The global rebranding will be finalised at the end of next year, 2018. In Romania, we’re aiming for the end of this year, but it depends on how fast Romanians will become familiarized with the new brand, which we’ll monitor constantly. Being an online retailer, we have additional challenges compared with brick and mortar retailers.
Who is Notino right now and what do you want it to become?
Notino is now a very appreciated and successful functional e-commerce brand. My goal is to transform it into a meaningful, loved beauty brand, that connects with customers far beyond function, a brand that inspires, not just helps, with a clear social purpose: to democratise and demystify the beauty industry, to make the best and the most popular beauty products accessible to smart customers. Beauty should be accessible for everybody; when people feel at their most beautiful selves, they are more confident and creative to go after their dreams, and make the world beautiful in return.
What do you believe are the most important professional decisions you have taken in your life so far?
Staying in this industry. Many people leave this domain when things get too complicated or too difficult or too repetitive. They change course radically – some find themselves by doing that, but most of them lose themselves completely. I strive to reinvent myself within the industry I know and love, rather than outside of it.
Is there anything you would do differently, with the knowledge you have now? Why?
All decisions I took were, at that moment, the best decisions for me. Anything else doesn’t really matter.
You have been an amazing professional strategist, planning your big, important moves ahead. How essential is the strategy in order to achieve a very good professional status and position?
My “big, important moves” as you call them, were not always as deliberate and rational as the word strategist may seem to indicate; I did build a good career, that seems very strategically planned as we look back today, but intuition, vision, and gut feeling played crucial roles.
I think that the essential thing in a career is to do a good job wherever you are. Delivering good work that delivers results (and not being a total arse while doing it, but trying to bring good energy and to be fair) is the best professional recommendation – that is what achieves status and position. I also think it’s vital to have the courage to shake things up in your own life when you’re in a too comfortable zone, when you feel that you’re not growing anymore, or you simply don’t feel that you belong somewhere anymore.

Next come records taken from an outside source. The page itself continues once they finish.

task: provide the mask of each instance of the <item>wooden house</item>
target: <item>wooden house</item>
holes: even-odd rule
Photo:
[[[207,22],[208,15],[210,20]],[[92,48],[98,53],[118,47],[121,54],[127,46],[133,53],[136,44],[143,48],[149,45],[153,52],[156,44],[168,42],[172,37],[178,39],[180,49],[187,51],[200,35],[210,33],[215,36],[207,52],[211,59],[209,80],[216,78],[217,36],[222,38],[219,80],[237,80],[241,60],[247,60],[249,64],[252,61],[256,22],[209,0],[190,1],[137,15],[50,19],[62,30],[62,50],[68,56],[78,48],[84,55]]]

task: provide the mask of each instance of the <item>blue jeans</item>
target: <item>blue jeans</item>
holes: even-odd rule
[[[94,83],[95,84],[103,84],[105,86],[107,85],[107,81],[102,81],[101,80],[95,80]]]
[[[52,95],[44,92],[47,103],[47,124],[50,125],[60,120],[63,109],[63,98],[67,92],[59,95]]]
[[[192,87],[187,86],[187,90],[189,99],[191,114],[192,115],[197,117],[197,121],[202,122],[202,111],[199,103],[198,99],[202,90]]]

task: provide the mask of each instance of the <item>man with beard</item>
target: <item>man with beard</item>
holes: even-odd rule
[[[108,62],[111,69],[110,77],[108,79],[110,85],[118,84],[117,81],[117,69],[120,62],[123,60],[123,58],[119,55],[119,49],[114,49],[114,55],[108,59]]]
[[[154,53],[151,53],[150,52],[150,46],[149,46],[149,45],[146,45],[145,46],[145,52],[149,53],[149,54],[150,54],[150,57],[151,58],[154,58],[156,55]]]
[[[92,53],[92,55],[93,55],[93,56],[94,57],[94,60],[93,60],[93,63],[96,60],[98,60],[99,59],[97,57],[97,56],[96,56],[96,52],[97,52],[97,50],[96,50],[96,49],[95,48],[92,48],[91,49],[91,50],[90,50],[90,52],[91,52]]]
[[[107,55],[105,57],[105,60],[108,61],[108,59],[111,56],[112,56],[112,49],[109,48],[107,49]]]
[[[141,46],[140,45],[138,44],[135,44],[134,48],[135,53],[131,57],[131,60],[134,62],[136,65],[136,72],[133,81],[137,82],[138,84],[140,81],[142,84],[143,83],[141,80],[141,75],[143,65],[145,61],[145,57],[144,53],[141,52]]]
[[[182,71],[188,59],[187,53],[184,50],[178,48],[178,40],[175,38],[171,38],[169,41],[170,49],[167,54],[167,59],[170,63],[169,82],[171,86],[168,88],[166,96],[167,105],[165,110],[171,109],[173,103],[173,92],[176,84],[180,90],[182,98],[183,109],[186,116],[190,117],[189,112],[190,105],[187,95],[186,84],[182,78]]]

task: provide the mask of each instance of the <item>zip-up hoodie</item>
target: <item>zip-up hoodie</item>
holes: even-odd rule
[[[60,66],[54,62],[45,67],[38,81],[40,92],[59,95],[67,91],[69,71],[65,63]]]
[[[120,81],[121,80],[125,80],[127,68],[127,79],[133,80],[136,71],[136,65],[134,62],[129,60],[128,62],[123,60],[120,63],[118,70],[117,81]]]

Last but not least, I think flair to sense the next best thing is also quite important.
My career has been based on all 3 things. And this is not very common. I think few people actually give their absolute best when they work – I personally can’t function in any other way. Even fewer have the courage to change things long before they are broken, just out of hunger for new challenges – I personally love a good challenge.

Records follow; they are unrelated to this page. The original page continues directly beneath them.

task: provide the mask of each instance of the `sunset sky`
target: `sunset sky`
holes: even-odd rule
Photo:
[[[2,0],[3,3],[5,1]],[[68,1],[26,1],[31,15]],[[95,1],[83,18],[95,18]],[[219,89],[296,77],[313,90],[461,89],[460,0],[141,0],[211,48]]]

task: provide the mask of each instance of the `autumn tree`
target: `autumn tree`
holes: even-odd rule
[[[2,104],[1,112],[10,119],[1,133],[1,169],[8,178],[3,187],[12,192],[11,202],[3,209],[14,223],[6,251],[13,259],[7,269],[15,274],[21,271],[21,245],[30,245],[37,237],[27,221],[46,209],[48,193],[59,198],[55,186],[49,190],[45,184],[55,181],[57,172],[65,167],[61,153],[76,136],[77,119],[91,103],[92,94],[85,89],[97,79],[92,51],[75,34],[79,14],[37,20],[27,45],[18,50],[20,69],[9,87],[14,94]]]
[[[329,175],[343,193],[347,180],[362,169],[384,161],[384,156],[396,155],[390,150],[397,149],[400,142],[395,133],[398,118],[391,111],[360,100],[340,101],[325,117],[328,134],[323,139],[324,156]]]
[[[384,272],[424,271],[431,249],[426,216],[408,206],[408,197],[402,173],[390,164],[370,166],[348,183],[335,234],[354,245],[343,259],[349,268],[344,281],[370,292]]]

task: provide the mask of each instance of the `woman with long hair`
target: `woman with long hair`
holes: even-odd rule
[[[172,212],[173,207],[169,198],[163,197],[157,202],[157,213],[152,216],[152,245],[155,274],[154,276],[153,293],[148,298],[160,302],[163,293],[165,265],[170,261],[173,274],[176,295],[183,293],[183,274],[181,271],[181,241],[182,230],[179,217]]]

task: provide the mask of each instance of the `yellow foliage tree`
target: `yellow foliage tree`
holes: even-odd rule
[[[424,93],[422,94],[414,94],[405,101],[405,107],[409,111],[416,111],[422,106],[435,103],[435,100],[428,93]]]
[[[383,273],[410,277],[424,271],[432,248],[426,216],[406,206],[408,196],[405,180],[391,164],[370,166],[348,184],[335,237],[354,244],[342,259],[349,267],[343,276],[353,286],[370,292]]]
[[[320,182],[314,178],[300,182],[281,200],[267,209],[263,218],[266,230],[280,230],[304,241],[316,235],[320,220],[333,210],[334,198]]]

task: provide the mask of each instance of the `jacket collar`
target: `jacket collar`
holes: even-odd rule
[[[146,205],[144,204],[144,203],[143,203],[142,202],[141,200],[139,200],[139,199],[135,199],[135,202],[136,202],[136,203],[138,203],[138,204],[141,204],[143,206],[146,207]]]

With 20 years’ experience in marketing and communication, Gabriela Lungu successfully led two communication companies in Romania: Ogilvy Public Relations (2002-2006) and THE PRACTICE (today MSLGROUP The Practice), the company she founded in 2006 which was purchased by Publicis Groupe in 2013. For the past 4 years, Lungu has been living in London, UK, where she worked for some of the most renowned communication companies in the world: Weber Shandwick (in the positions of consumer marketing practice leader for EMEA and chief creative officer UK and EMEA) and TBWA\London (as creative partner).